The timing of throwing the switch was probably the real risky part here bacause if you were off one way or the other, you could throw the switch under wheels causeing a derailment.
that was called making a drop. sometimes called a dutch drop. it was one of those moves that management frowned upon if you tore something up or someone got hurt, but heartily approved of or at least looked the other way if it sped things up and it worked.
as for the gentle coupling, did you see anybody out on the platform at the handbrake controlling the caboose speed?
i tried a move like that with a box car one time. didn’t bother to check the handbrake first. spun the brake wheel after going by the switch and got about 18 inches of chain. scared the heck out of me, going too fast to get off so i got about a 3 mile wild, downhill ride. that track was not good for 50mph.
seemed like a good idea at the time to run the engine into the siding and let the car go down the main.
couldn’t let safety interfere with our early quit.
As long as all went well and the road foreman was peeking about…

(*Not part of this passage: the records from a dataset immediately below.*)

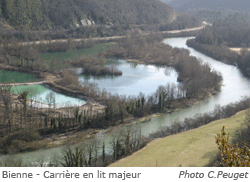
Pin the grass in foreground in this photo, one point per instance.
(193, 148)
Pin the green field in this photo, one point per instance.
(193, 148)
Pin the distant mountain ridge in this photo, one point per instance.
(209, 4)
(51, 14)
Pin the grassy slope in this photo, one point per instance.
(191, 148)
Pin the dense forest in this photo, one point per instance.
(45, 14)
(183, 5)
(215, 41)
(44, 19)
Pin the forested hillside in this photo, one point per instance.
(57, 14)
(211, 4)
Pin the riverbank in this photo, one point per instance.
(193, 148)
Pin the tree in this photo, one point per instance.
(24, 99)
(232, 155)
(73, 157)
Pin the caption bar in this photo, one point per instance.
(124, 174)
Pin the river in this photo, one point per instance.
(235, 87)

On the PRR we went for a early quit and made a flying switch with a empty gon for a junk yard…
The other brakeman swung on board the gon and soon realized he was on the A end,he swings off and starts to swing back on the B end of the car and missed his timing.We started in hot foot pursuit of the wayward gon…The gon rolls on and rolls through the junk yard’s wooden fence and onto the street…Thankfully this happen in the wee hours of the morning and there wasn’t any vehicle traffic.
Try explaining that away in your accident investigation…We was given written reprimands.Today you would be fired.
if you didn’t have a few episodes of 5 days on paper, you were regarded as inexperienced and therefor unsuitable for promotion.
today, i hear they will fire a man for drinking!!! (although i never did)
closest i ever came to getting fired was when we discovered an asst. t/m weed weaseling by hiding in an empty gondola and we kicked a box car down on top of him real hard. he pretty much stayed in the office after that. (how many splinters will fit in one wanabe bosses behind?) all of them.
point of all this is that hard couplings had a rightful place in the overall scheme of things.
If only the engine or a couple of cars are moving, not much momentum (especially if the cars are empty). I’ve seen 2 gp38-2’s pull about 6 cars (prob empty) pretty fast from a local dealer (about 20 mph) and it accelerated to that in about 2 car lengths.
I turn off momentum while switching, making gradual throttle changes according to how many cars I do (or don’t) have coupled together. After the train is made, apply a momentum value (I have NCE) depending on how many ‘tons’ I have behind the loco and then hit the road. I generally slow early, and creep into a siding or up to a signal.
kind of interesting when you consider momentum and inertia in the real world. read some of the old icc accident reports and note the slow speeds at which fatalities occurred.
run two automobiles together at 10 mph and you get a couple of guys looking at their bumpers and cussing each other out.
run a couple of 5000 ton trains together, even, at low speed and see what happens. with all that weight moving, they just keep on coming until you have a giant pile of scrap metal.